Opinión

La cultura de la trampa II

Hace algunos meses escribí una columna sobre la cultura de la trampa en nuestro país, señalando que hay demasiada gente dispuesta a recurrir al engaño con el fin de obtener beneficios individuales. El fraude con las licencias médicas es un buen ejemplo de ello. Desgraciadamente, se siguen encontrando indicios de comportamientos oportunistas y pocas acciones para evitarlos, con la notable excepción de la Contraloría. En esta oportunidad me centraré en la manipulación del Registro Social de Hogares (RSH).

Para tener un sistema de protección social robusto, es fundamental tener la capacidad de llegar a quienes realmente lo necesitan. Y eso depende de algo muy básico: que el Estado sepa, con un mínimo de precisión, quién es quién. Para ello existe el RSH, que es un sistema de información cuyo objetivo es caracterizar a la población, colaborando en la selección de beneficiarios de cientos de programas públicos. Si bien suena razonable, esa puerta de entrada se abre cada vez más a quienes aprietan el picaporte de forma poco honesta.

Las señales ya no son sutiles. Según los datos oficiales, el RSH reporta casi 9 millones de hogares, más de la mitad unipersonales. El Censo 2024, en cambio, encuentra 6,6 millones de hogares y solo 22% unipersonales. ¿Cómo es posible que el Censo registre más personas, pero el RSH muestre muchos más hogares? Esta brecha refleja comportamientos estratégicos.

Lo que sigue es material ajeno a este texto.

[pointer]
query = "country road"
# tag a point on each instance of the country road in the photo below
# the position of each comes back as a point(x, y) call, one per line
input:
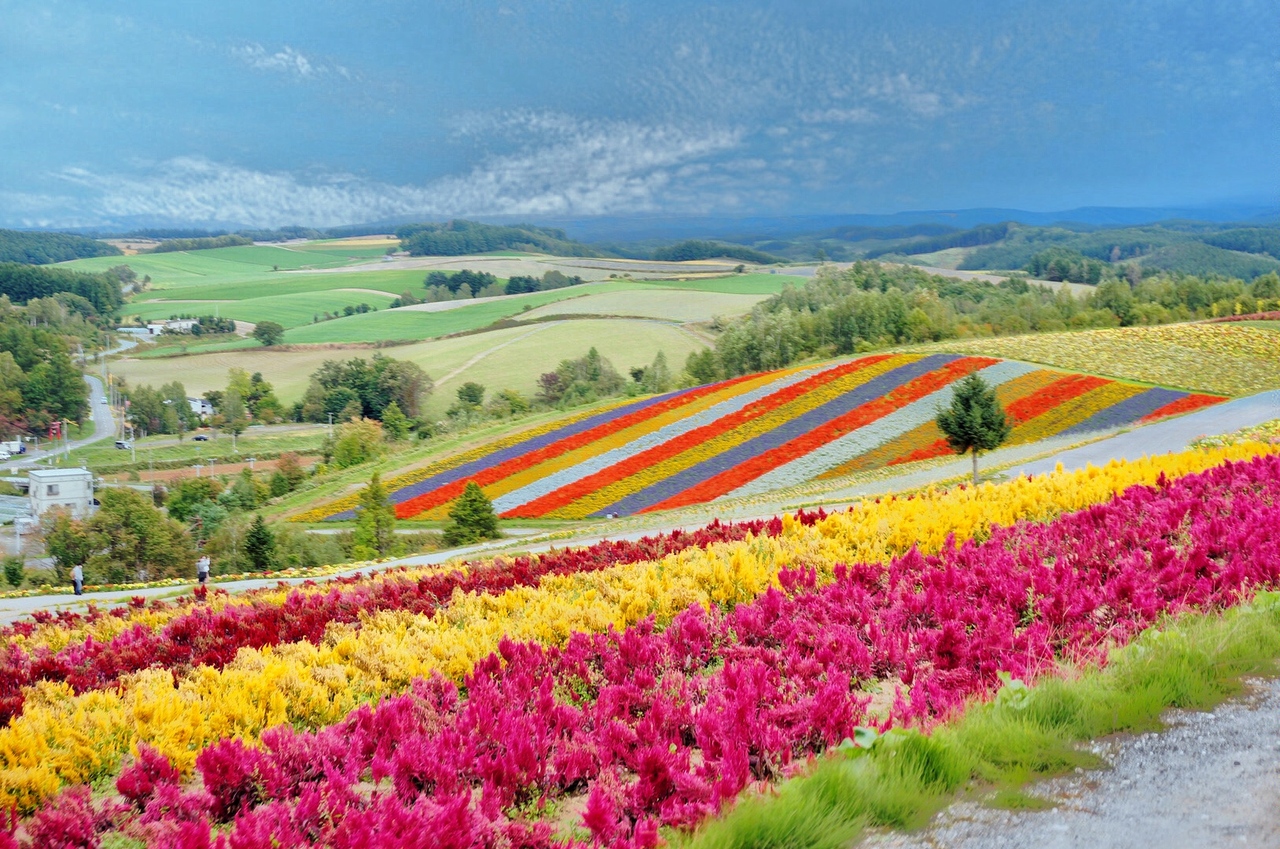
point(1162, 437)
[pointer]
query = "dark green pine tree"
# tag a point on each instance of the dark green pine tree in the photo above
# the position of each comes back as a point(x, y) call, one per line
point(471, 519)
point(375, 521)
point(974, 421)
point(260, 544)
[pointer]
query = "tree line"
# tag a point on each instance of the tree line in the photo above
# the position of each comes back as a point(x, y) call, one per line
point(871, 306)
point(39, 382)
point(22, 283)
point(199, 243)
point(461, 237)
point(41, 249)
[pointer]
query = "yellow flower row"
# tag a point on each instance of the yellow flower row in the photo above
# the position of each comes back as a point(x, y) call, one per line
point(1223, 359)
point(64, 738)
point(629, 434)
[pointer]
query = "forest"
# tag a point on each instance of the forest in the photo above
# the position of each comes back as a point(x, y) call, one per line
point(33, 247)
point(871, 306)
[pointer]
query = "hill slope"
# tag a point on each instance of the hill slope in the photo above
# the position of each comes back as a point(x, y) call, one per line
point(759, 433)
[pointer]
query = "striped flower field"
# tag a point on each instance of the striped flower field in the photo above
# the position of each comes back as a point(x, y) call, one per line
point(760, 433)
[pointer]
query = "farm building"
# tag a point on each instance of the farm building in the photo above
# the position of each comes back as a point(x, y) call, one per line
point(69, 488)
point(201, 407)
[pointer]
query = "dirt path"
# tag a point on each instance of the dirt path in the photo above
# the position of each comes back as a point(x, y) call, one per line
point(493, 350)
point(1210, 780)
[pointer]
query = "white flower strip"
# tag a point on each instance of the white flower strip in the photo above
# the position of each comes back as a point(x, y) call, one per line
point(553, 482)
point(873, 436)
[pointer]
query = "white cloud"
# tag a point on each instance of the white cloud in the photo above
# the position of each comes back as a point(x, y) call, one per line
point(856, 115)
point(287, 60)
point(586, 168)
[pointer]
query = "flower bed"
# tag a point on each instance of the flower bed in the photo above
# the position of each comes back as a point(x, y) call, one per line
point(668, 720)
point(67, 738)
point(1216, 359)
point(755, 434)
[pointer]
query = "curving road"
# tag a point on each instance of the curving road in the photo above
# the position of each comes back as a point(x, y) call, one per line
point(1162, 437)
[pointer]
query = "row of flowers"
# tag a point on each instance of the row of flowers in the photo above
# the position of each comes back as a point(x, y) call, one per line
point(818, 411)
point(205, 635)
point(667, 720)
point(1217, 359)
point(589, 461)
point(67, 738)
point(872, 436)
point(805, 436)
point(476, 452)
point(768, 432)
point(688, 447)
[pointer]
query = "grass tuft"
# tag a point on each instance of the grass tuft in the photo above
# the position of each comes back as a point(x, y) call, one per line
point(995, 748)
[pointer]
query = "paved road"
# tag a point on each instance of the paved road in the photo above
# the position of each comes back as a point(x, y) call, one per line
point(104, 427)
point(1151, 439)
point(1164, 437)
point(1210, 780)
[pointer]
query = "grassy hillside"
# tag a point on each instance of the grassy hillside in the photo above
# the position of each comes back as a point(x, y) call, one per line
point(760, 433)
point(1229, 359)
point(511, 357)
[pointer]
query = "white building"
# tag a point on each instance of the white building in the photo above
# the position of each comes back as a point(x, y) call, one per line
point(201, 407)
point(68, 488)
point(170, 325)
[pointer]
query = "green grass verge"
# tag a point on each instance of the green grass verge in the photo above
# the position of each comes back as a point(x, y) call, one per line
point(288, 310)
point(419, 324)
point(904, 776)
point(735, 284)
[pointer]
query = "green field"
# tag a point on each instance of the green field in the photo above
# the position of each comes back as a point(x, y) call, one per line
point(667, 304)
point(289, 310)
point(420, 324)
point(511, 357)
point(168, 450)
point(735, 284)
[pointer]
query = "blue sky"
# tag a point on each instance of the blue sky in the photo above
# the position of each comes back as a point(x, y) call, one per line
point(264, 113)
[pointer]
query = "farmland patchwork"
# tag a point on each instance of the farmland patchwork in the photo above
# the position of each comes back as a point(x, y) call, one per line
point(762, 433)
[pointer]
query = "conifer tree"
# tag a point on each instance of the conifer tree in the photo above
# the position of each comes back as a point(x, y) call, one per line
point(471, 519)
point(974, 421)
point(260, 544)
point(375, 521)
point(394, 421)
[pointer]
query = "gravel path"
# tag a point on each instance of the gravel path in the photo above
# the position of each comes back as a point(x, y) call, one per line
point(1210, 780)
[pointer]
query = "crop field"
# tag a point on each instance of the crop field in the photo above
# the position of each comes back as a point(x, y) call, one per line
point(288, 310)
point(292, 283)
point(429, 320)
point(1224, 359)
point(667, 304)
point(506, 359)
point(624, 692)
point(760, 433)
point(735, 284)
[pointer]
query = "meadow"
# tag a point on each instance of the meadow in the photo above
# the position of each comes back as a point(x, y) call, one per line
point(757, 434)
point(1229, 359)
point(503, 359)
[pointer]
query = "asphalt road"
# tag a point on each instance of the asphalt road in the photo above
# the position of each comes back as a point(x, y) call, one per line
point(1156, 438)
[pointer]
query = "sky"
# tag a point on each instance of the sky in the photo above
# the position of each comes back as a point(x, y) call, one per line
point(263, 113)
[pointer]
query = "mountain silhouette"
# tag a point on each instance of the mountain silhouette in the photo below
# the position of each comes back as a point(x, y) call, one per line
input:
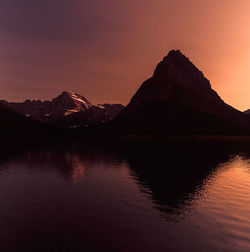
point(68, 110)
point(178, 99)
point(14, 124)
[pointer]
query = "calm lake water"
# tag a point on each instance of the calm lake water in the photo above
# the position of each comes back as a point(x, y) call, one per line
point(168, 196)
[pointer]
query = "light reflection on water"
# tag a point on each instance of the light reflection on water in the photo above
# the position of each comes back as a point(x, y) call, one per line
point(139, 197)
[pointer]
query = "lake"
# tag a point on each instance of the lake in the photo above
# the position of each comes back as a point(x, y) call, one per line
point(169, 195)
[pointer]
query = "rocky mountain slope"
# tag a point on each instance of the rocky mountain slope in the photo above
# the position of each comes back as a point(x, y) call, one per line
point(66, 110)
point(178, 99)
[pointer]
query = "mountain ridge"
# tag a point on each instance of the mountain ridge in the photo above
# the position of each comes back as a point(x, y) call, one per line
point(66, 110)
point(179, 99)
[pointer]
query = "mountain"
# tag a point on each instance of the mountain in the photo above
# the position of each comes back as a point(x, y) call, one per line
point(247, 112)
point(67, 110)
point(14, 124)
point(178, 99)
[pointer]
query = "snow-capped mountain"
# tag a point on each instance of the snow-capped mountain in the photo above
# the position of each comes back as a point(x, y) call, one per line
point(67, 110)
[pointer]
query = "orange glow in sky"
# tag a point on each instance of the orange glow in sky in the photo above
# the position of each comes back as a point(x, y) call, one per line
point(106, 49)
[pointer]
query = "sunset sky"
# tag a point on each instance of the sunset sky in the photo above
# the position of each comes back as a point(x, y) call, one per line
point(104, 50)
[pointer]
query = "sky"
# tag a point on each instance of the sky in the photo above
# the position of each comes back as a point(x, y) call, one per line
point(104, 50)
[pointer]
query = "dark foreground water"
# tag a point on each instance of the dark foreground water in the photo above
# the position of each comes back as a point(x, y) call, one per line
point(168, 196)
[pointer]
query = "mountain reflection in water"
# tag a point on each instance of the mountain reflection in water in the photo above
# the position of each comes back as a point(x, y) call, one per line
point(130, 196)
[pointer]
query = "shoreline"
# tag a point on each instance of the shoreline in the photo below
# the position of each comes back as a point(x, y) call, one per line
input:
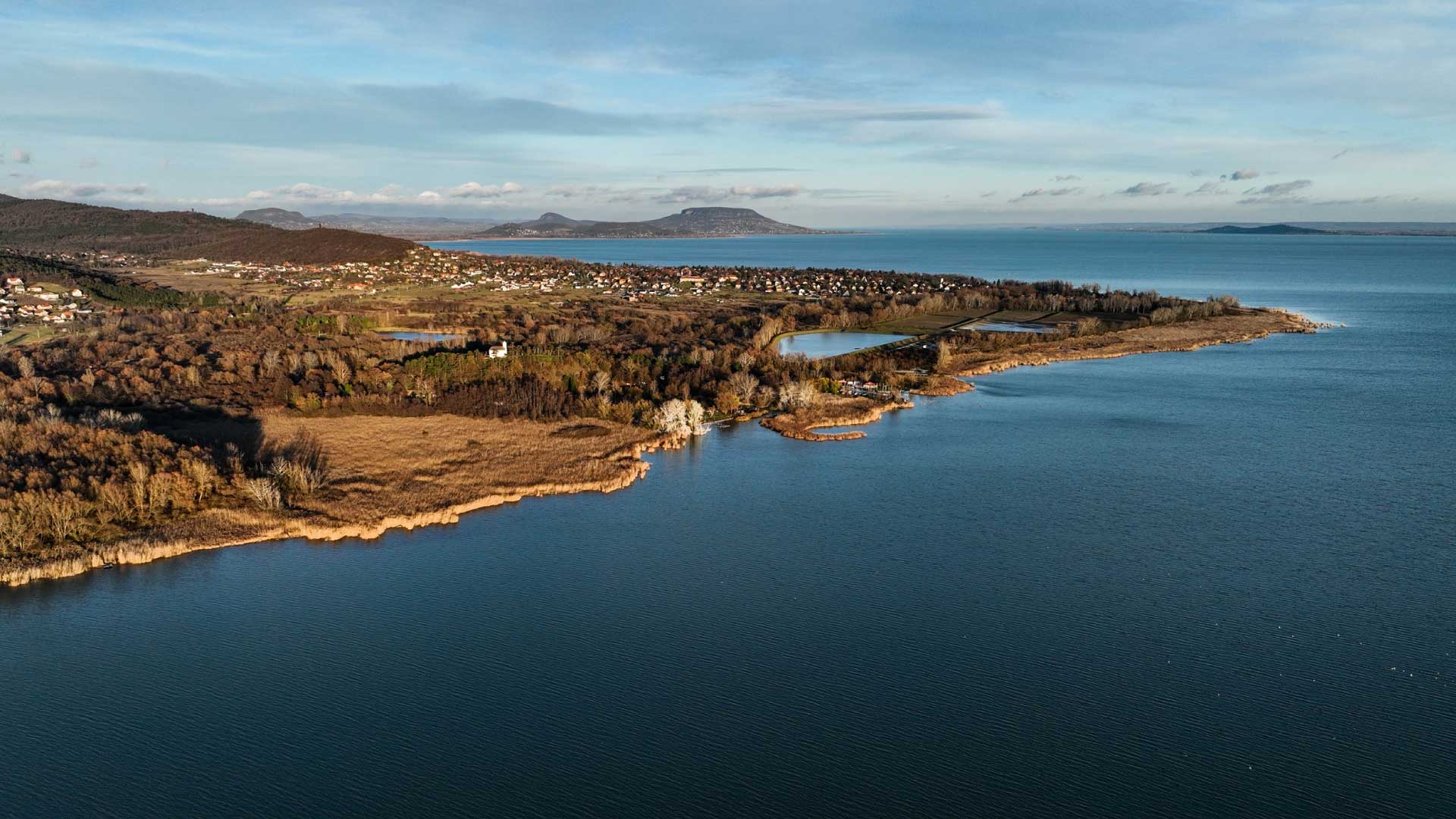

El RSH combina información administrativa con datos que las personas entregan directamente. Y ahí está el talón de Aquiles. Hay variables imposibles de verificar con registros administrativos: la principal es la composición del hogar, es decir, quién vive con quién. La posibilidad de excluir del hogar a perceptores de ingresos permite mejorar la posición dentro del RSH y así acceder a beneficios.

En Horizontal analizamos el RSH en función de la gratuidad de la educación superior, ya que, debido a su elevado monto, es uno de los principales beneficios que entrega el Estado. Los resultados son bastante elocuentes: los hogares con jóvenes de 18 a 24 años no sólo son más “pequeños”, sino que además tienen menos ocupados que los hogares con jóvenes de 14 a 17 años, pese a que estos últimos tienen menor proporción de personas en edad de trabajar. Además, las diferencias se amplían en los deciles inferiores de ingresos.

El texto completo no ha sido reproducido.